The presented implementations are written in assembly language of the respective microcontroller and are optimized for speed, resulting in several times larger code than if the author's guideline was followed. The rationale behind this decision is, that even in this way the code size is well below 1 kbyte and in modern microcontrollers the code memory (usually FLASH) comes very cheap in multi-kilobyte chunks. Also, one-way process is given as the reference implementation (only encryption or only decryption - often only one of them is used in embedded applications), although the both-way version is presented, too, coming at a small penalty in size and some decrease in performance.
SEA for x51
As set forth above, the implementation is slightly different than the description indicates. First, the even and odd rounds are separated, to avoid the left-right swap both in data and key schedule; the swap has been replaced by renaming left for right and vice versa in the even round. Second, the first half of rounds is separated from the second half, thus avoiding the branching based on round count, and also the left-right swap of data in the middle and the end of process is replaced by renaming. The resulting code increased in size almost 4 times, but due to the big number of rounds, even a relatively small change in the rounds' code may have significant impact on overall speed.
Scalability of this implementation is ensured by performing all the operations (both on data and key) strictly on 3-byte chunks. The presented implementation works on 96-bit key/data block, so there are two byte triplets manipulation in each data and key round. For larger bit size, simply copy the triplet-manipulation code as many times as needed and rename the triplet's variables respectively; also change the total number of rounds (as half the calculated round number, in the test in the first part). Even the smallest SEA (48-bit) can be derived easily in this way. Both data and key are stored in directly-accessed memory, so this pratically limits the size of key/data block to 288 bits in reasonable applications.
All three variants (encryption only (Sea), decryption only (iSea), and both way (SeaED)) are presented here in a single file - sea1.a51 - together with code size and cycles count.
SEA for AVR
The AVR implementation is a "manual translation" of the x51 implementation into the AVR assembly language.
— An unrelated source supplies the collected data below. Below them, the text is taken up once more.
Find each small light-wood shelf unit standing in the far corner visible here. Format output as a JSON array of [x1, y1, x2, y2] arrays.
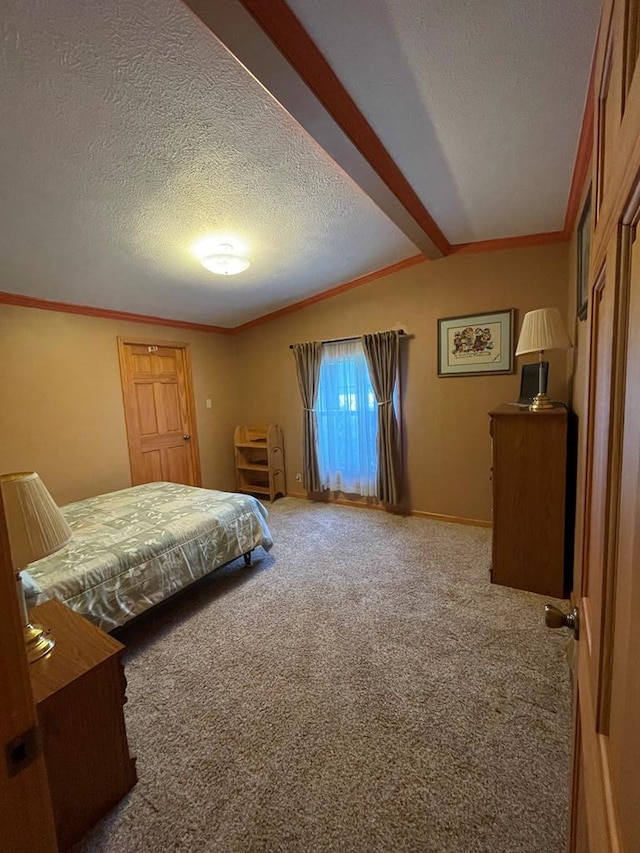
[[234, 424, 285, 501]]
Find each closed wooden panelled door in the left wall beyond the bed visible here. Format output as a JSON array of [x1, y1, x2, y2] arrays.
[[118, 339, 201, 486]]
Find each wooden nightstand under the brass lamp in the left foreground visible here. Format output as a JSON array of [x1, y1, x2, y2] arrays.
[[29, 600, 137, 850]]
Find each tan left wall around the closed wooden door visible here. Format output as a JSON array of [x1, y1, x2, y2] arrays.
[[0, 305, 237, 504]]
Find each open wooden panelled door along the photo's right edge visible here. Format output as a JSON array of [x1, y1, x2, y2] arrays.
[[570, 0, 640, 853]]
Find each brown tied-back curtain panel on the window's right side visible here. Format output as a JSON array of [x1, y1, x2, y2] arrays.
[[362, 332, 401, 506]]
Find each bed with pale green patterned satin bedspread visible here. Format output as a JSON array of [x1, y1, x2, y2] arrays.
[[22, 483, 273, 631]]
However, there are two differences. First, AVR does not have byte rotations (without involving carry), so that needs to be simulated by four instructions. More importantly, AVRs don't have an equivalent of x51's directly addressable memory, so both key and data block have to be kept in the register file. As keeping them completely or partially in RAM would meen permanent sweeping it in and out of registers with detrimental impact on performance, any upscaling is out of question.
Also the AVR implementations in all three variants (encryption only (Sea), decryption only (iSea), and both way (SeaED)) are presented here in a single file - sea1.asm - together with code size and cycles count. There is a fourth implementation - Sea2 - nicely demonstrating the possibility to decrease the code length in exchange for decreased speed.